Experiments to reduce soil physical degradation were carried out at Joniskelis Research Station of the Lithuanian Institute of Agriculture over the period 1998–2002. The soil of the experimental site is characterised as glacial lacustrine clay loam on silty clay (Gleyic Cambisol). The following was investigated: Factor A. Crop rotations with different proportions of winter and spring crops (1. Without winter crops; 2. Winter crops 25%; 3. Winter crops 50%; 4. Winter crops 75%; 5. Winter crops 100%), growing annual and perennial grasses, spring and winter wheat, triticale, and barley. Factor B. Soil tillage systems: 1. Conventional (primary soil tillage was performed by ploughing); 2. Sustainable (after grasses the soil was ploughed, after other preceding crops the soil was loosened without inverting the topsoil).
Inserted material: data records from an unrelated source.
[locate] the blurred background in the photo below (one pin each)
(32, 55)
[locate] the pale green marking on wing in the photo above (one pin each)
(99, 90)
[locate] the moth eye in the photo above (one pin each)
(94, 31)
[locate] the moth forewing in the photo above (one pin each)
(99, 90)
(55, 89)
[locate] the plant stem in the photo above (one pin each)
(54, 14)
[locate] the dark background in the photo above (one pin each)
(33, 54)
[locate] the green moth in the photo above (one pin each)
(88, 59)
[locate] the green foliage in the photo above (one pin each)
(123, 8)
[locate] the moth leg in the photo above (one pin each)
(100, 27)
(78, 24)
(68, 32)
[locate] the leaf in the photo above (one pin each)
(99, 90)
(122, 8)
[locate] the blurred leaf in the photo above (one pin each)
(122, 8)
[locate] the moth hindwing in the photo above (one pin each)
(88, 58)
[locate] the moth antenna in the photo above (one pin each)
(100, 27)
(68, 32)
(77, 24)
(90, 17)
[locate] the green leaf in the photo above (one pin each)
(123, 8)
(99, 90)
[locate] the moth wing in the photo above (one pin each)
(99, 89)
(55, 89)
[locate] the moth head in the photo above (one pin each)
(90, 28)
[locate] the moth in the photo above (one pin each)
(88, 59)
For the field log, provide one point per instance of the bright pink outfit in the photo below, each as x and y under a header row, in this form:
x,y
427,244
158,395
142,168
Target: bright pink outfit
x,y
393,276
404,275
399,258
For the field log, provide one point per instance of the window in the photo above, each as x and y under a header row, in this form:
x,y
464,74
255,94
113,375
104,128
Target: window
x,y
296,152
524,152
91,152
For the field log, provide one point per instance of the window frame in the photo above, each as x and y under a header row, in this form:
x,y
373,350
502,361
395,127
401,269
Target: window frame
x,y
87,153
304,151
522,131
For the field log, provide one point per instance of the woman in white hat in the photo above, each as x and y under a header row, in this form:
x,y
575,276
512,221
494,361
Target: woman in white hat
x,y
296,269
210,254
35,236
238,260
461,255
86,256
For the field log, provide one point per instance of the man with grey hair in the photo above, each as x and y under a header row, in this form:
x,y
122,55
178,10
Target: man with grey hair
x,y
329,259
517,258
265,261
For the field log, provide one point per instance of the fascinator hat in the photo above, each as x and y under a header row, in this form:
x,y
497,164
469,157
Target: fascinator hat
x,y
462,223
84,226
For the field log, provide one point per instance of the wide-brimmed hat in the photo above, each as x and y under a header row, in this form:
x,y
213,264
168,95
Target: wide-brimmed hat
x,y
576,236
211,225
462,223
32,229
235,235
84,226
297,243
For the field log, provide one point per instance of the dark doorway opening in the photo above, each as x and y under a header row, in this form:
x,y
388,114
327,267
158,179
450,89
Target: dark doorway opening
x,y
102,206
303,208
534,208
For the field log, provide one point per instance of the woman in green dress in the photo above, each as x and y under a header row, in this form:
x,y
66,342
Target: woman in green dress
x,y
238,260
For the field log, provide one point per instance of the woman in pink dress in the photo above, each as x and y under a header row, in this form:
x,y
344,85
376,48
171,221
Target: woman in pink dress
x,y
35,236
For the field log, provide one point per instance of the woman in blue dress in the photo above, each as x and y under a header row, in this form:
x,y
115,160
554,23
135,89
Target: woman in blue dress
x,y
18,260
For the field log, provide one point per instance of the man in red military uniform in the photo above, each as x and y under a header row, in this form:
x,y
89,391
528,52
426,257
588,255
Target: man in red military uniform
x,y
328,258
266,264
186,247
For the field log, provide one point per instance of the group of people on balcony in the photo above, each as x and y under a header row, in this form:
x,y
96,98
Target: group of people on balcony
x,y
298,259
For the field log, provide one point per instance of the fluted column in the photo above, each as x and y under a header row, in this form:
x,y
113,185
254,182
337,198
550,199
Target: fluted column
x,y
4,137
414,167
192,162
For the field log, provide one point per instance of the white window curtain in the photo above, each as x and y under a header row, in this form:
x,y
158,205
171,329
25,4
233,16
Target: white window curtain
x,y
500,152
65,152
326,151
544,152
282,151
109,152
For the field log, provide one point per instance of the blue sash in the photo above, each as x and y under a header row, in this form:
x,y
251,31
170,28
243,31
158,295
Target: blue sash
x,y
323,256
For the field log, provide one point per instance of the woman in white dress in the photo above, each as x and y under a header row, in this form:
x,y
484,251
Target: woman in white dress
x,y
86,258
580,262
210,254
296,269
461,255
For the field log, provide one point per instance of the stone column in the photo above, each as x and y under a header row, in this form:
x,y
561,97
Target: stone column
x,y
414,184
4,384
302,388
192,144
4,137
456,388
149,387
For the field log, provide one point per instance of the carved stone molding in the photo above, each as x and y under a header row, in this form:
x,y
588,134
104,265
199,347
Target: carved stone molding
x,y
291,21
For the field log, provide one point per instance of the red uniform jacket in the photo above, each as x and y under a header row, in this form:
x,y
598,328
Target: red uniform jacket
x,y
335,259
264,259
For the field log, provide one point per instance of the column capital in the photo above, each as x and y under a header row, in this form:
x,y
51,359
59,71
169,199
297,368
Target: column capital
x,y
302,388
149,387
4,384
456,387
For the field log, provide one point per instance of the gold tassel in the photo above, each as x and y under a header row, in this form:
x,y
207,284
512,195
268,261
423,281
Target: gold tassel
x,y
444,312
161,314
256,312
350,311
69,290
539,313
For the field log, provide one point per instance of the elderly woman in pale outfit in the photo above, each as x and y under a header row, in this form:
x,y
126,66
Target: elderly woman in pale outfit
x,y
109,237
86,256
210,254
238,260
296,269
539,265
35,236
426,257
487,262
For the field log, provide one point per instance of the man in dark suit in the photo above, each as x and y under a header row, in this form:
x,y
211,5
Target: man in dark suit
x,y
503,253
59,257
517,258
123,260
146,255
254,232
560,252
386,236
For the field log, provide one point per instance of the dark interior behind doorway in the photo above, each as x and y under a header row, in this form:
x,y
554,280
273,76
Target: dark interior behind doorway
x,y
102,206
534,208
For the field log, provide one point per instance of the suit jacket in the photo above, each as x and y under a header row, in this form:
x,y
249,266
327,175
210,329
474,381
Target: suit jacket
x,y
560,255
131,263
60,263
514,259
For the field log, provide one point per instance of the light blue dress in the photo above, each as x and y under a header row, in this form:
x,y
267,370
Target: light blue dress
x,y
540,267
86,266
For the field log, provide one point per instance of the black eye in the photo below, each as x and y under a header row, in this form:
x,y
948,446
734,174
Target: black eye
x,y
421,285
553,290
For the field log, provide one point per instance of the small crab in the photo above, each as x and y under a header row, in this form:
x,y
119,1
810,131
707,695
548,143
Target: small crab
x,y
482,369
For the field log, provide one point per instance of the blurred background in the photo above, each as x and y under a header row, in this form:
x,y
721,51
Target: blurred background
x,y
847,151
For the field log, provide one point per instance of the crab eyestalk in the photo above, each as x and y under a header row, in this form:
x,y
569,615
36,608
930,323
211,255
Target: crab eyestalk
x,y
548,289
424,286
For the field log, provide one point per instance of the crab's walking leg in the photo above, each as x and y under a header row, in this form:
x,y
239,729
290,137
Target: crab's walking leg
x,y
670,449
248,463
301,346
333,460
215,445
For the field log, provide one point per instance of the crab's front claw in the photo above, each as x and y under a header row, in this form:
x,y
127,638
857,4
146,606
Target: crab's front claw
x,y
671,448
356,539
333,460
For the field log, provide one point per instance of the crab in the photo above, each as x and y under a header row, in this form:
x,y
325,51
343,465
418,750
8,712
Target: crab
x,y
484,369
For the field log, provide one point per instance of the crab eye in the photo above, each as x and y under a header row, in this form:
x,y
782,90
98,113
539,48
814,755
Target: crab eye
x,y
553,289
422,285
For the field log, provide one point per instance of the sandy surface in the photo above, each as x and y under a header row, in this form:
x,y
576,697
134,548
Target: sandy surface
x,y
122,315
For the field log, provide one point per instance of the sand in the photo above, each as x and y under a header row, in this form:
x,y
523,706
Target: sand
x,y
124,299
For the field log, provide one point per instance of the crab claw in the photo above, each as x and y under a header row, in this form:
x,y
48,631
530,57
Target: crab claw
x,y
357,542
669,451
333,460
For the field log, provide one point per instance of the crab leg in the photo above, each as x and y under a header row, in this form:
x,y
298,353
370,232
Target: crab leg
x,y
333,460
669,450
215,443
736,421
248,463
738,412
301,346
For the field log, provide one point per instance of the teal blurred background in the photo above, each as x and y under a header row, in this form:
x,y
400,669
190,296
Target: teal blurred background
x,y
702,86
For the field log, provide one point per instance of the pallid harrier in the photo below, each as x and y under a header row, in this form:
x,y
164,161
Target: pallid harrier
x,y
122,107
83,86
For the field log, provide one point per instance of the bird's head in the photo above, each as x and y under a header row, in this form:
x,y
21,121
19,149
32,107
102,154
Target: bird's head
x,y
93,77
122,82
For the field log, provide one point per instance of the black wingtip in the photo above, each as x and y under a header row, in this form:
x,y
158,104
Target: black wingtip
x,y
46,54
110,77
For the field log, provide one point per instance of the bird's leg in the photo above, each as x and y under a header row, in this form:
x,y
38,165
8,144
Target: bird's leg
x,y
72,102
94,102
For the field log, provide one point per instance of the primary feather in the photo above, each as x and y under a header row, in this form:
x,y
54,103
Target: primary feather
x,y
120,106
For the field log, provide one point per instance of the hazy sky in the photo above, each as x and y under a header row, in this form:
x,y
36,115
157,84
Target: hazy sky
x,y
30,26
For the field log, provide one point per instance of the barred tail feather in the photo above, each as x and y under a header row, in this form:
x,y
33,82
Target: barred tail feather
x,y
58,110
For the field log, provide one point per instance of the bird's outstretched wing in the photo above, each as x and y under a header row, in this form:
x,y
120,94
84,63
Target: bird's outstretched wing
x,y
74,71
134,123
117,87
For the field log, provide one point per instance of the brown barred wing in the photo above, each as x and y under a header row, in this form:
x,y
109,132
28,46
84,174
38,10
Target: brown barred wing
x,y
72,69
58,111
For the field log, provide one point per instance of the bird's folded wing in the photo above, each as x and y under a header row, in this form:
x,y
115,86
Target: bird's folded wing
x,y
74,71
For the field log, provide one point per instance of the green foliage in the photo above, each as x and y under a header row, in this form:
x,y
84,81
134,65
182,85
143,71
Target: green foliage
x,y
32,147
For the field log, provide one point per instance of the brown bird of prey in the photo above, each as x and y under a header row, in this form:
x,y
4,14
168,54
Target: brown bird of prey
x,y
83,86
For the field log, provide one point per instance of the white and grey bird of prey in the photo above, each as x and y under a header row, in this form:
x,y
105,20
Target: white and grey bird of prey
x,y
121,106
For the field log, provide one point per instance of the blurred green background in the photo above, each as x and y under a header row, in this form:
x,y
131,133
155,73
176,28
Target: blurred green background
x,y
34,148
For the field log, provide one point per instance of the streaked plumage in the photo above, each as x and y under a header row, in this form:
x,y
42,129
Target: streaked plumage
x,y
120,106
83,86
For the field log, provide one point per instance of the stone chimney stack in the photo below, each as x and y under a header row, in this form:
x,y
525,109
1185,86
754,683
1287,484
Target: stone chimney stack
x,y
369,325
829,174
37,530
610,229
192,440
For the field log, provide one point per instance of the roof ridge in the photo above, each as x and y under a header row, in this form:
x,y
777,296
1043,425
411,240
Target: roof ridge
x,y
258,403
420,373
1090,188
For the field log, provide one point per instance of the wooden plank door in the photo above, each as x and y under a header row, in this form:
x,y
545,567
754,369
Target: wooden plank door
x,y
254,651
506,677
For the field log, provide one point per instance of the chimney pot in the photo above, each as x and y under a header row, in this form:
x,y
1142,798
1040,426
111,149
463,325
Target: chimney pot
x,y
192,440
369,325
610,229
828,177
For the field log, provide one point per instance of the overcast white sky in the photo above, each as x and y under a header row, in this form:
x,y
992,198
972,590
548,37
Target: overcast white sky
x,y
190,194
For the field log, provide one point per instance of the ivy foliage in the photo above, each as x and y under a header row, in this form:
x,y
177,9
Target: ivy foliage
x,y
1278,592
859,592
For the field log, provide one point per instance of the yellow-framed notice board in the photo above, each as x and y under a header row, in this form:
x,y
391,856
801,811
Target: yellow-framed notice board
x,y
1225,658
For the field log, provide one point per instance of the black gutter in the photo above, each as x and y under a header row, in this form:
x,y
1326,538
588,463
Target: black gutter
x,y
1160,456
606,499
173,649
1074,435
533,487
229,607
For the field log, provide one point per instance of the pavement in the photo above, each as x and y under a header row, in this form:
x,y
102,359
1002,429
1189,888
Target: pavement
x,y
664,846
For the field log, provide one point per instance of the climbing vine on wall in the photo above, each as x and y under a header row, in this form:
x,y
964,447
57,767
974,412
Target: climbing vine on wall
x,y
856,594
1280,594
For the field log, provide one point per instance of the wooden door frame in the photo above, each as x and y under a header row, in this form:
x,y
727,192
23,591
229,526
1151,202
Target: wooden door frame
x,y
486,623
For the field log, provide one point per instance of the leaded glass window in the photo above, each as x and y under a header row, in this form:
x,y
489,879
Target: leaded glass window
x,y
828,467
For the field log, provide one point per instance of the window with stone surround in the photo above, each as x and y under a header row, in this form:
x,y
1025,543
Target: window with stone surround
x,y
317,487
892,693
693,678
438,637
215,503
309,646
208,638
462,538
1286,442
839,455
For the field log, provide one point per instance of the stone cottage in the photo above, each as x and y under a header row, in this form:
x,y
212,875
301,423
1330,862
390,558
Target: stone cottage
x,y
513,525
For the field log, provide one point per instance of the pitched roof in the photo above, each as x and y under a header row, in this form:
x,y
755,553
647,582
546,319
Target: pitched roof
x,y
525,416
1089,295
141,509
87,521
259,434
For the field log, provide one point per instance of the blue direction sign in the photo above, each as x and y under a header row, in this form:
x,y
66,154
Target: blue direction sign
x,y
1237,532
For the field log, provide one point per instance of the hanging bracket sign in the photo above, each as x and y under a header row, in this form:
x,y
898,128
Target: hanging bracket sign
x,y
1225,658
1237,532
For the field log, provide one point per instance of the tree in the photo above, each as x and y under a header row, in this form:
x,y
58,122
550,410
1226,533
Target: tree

Our experimental evidence suggests that increasing winter crops in the crop rotation reduced compaction of the topsoil from high to moderate, maintained up to 37.3% of higher productive moisture reserves, improved water to air ratio, and increased the crop rotation productivity up to 44.7%. The application of reduced primary tillage in a sustainable system had persistence of high soil compaction and 8.0% lower air-filled porosity at the bottom of the topsoil, but the whole topsoil reached physical maturity more evenly in the spring. The grain yield of cereals was 6.4% lower compared with the yield after conventional soil tillage. On these clay loam soils, spring cereals were more sensitive (poorer performance) to reduced soil tillage compared with winter cereals.